After the tour we hurried to a picnic area for a restoring bite to eat. There were two women there and we got chatting. They had come to Kalgoorlie to drive trucks in the Super Pit. “I don’t like the idea of mining, but someone’s going to do it,” one of them told me with a wink. “I just want to drive the biggest truck in the biggest hole!” I ate the last piece of shortbread, feeling relieved.

Women can drive trucks, and sewing machines too. The shock and surprise the miner’s comments elicited speak more of how out of place they are than the horror of their truth. Surely the discomfit we feel in the face of sexism points to the gains that have been made from the world where women were allowed sewing machines but definitely not trucks or heavy machinery. That doesn’t mean that old attitudes don’t die hard, or that there aren’t still inequalities in the realm of gender relations, but it does mean that we don’t have to all be domestically inclined.
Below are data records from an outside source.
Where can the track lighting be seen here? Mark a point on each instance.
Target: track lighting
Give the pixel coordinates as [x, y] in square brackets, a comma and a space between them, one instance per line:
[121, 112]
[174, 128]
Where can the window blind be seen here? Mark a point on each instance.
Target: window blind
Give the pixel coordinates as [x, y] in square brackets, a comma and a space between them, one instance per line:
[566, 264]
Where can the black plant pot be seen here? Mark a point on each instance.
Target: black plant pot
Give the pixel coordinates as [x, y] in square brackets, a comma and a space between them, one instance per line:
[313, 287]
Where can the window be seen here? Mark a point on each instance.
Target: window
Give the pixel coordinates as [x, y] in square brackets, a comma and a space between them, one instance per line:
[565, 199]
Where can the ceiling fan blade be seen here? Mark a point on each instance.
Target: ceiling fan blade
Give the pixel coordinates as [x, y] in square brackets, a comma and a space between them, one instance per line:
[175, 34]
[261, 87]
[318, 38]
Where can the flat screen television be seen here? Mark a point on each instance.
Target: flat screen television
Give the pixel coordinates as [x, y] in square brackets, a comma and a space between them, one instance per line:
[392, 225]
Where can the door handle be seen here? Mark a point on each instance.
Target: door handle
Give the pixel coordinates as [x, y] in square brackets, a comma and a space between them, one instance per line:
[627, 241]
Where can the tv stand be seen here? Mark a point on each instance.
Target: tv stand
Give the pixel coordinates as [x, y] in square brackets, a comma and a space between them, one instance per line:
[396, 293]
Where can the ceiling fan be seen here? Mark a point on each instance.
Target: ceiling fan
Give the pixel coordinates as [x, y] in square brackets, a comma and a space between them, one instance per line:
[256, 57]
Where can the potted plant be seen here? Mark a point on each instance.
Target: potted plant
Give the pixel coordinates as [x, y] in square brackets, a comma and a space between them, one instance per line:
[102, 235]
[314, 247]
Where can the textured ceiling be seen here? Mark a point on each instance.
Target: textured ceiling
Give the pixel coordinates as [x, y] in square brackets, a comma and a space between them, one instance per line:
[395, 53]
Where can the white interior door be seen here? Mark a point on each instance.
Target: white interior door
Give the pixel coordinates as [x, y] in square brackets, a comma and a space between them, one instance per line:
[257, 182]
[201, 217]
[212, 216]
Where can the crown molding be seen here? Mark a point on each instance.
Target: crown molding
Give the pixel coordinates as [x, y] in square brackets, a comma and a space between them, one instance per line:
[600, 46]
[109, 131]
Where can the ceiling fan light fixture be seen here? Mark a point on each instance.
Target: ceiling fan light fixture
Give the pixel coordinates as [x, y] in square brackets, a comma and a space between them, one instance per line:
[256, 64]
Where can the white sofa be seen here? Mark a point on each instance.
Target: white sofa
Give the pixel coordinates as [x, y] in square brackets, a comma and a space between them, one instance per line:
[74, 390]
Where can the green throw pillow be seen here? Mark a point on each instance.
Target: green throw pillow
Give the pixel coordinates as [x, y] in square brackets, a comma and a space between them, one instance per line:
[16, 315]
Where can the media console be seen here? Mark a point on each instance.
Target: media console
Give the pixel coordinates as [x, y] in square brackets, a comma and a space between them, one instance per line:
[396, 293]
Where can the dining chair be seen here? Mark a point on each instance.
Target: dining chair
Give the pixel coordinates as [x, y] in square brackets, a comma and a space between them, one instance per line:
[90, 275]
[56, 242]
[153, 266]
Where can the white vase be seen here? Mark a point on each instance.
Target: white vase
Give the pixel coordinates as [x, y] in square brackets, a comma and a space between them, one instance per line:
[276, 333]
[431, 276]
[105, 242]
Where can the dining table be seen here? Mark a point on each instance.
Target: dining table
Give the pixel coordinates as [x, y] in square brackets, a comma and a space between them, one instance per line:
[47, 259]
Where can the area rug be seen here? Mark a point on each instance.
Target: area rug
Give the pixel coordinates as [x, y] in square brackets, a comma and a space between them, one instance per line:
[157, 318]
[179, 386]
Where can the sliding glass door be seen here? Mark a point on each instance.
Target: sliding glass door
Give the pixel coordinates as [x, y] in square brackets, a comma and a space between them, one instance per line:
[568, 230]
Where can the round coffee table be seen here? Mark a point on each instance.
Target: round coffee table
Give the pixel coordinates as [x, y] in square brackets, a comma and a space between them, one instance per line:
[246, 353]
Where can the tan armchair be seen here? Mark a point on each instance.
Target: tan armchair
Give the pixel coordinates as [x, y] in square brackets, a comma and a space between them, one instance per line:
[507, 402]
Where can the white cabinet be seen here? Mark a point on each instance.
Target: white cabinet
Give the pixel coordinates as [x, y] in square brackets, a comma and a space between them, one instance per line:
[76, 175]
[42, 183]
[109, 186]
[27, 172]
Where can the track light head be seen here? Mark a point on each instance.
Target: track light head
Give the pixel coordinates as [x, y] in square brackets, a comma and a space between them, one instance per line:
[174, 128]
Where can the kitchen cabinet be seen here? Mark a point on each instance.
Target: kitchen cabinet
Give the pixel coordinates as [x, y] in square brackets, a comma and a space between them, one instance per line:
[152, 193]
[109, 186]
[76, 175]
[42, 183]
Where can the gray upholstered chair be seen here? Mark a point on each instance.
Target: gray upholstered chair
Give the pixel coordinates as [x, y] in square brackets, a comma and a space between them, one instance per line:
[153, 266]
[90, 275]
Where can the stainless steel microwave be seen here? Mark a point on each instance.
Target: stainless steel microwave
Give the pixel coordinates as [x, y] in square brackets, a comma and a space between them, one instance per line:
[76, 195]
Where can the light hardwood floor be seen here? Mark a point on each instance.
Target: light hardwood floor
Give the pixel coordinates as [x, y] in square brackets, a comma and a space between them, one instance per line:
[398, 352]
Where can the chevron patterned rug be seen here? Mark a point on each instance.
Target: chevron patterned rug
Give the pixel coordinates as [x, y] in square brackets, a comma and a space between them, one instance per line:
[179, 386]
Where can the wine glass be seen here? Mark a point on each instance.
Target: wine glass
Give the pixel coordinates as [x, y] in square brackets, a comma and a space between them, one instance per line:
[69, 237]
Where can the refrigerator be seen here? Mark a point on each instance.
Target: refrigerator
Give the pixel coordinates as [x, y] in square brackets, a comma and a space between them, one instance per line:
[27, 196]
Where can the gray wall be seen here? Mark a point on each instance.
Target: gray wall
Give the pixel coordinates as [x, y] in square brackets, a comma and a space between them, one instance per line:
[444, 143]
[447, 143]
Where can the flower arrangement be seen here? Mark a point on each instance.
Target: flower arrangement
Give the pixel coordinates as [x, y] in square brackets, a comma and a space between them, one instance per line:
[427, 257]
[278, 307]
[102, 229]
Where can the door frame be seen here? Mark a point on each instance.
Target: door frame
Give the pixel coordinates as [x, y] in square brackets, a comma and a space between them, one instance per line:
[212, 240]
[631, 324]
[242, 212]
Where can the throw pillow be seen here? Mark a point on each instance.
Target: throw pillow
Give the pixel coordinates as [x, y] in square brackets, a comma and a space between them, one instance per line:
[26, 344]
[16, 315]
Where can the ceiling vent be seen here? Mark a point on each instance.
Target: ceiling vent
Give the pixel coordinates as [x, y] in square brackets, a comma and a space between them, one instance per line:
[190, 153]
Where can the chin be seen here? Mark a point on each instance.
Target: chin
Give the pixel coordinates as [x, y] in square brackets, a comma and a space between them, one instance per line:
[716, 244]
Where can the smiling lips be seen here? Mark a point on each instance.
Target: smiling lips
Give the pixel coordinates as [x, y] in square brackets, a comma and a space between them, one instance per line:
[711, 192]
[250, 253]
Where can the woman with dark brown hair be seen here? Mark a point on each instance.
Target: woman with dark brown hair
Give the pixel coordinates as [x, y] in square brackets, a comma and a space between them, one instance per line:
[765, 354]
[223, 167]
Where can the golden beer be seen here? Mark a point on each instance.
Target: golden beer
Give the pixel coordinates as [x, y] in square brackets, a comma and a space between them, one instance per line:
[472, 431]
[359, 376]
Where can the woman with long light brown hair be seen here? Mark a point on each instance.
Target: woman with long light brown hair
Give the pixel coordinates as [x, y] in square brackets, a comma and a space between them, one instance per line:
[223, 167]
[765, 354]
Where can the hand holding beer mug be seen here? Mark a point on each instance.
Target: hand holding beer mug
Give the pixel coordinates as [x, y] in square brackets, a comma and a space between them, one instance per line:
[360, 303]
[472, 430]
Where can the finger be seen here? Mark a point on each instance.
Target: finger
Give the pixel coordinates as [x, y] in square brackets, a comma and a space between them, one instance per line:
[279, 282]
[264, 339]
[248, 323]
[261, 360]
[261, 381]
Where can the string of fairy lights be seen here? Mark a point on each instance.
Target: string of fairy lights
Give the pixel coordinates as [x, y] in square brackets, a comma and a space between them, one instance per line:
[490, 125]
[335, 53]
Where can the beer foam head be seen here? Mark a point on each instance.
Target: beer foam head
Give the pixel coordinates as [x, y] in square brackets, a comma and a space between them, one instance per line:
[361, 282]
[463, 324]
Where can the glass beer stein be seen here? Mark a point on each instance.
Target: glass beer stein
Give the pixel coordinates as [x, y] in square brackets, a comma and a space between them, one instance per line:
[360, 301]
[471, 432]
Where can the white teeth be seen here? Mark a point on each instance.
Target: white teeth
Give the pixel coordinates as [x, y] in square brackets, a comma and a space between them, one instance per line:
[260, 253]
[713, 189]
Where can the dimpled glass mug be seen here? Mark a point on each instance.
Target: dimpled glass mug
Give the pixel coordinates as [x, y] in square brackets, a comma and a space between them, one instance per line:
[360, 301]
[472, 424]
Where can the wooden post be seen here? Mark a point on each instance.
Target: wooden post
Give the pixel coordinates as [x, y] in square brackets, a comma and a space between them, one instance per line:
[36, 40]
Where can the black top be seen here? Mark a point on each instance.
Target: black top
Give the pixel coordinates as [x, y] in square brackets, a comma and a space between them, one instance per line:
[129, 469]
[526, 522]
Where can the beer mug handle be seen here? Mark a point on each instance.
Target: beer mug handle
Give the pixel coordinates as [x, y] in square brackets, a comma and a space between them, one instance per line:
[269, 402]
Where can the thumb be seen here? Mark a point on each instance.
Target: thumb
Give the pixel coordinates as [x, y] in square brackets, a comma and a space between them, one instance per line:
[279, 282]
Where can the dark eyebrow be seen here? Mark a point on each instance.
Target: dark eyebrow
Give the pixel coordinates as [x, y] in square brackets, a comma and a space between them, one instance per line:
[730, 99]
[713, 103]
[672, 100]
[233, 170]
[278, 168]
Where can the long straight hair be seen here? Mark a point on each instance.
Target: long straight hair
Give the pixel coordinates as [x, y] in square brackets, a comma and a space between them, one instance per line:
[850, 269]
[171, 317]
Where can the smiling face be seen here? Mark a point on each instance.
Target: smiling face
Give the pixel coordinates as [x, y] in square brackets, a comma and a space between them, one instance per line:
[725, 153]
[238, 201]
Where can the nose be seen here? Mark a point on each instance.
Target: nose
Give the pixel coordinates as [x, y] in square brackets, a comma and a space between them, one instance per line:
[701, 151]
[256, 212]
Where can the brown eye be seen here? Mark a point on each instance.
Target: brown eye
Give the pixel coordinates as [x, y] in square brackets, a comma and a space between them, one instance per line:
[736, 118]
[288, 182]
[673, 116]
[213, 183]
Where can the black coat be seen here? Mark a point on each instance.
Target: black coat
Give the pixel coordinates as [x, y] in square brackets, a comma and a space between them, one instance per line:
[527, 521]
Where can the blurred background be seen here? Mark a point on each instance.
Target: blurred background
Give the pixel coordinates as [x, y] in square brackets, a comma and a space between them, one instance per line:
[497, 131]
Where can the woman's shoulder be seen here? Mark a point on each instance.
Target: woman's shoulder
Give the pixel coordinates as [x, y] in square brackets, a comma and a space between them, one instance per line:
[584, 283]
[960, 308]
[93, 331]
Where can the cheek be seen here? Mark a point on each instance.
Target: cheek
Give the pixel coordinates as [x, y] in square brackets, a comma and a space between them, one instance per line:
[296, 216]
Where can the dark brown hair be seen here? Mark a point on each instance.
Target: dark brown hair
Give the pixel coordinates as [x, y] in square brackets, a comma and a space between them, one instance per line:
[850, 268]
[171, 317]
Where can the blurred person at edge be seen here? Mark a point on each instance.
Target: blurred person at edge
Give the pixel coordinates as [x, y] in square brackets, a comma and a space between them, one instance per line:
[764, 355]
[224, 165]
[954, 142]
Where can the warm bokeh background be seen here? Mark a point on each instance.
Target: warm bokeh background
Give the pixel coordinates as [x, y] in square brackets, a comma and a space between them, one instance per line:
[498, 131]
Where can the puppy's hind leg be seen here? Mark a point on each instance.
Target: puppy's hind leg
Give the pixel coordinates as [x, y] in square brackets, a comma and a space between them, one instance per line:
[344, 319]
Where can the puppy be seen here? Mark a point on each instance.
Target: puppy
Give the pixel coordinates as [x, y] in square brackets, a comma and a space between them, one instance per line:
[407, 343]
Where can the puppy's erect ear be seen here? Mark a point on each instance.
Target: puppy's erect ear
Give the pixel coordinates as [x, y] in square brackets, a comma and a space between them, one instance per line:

I like to think of my Nana as a happy housewife, but despite her bright and curious mind and her passion for language, she never had the opportunities I have had to study and work, or to drive a truck if I can ever work out how to use a gearstick. Sometimes it feels hard to negotiate all the choices I have, but that old bastard made me realise just how lucky I am.

2 comments on “Mining Trucks & Sewing Machines

  1. As women today we are lucky, because while the stereotypes are still around, they are disappearing. I love the fact that I can crochet and bake and at the same time be an engineer working in a male dominated industry. I’ve worked on mining and construction sites, I’ve been the only woman in my workplace and I’ve sat and had a beer with the boys. I’ve had opportunities that my Nan didn’t have, and I hope future generations get even more opportunities.

    Do you want to know the funny thing about women driving mining trucks? Rumour has it that women drive the mining trucks better than men, and the wear and tear on the machine is less. Sounds like a good thing to me.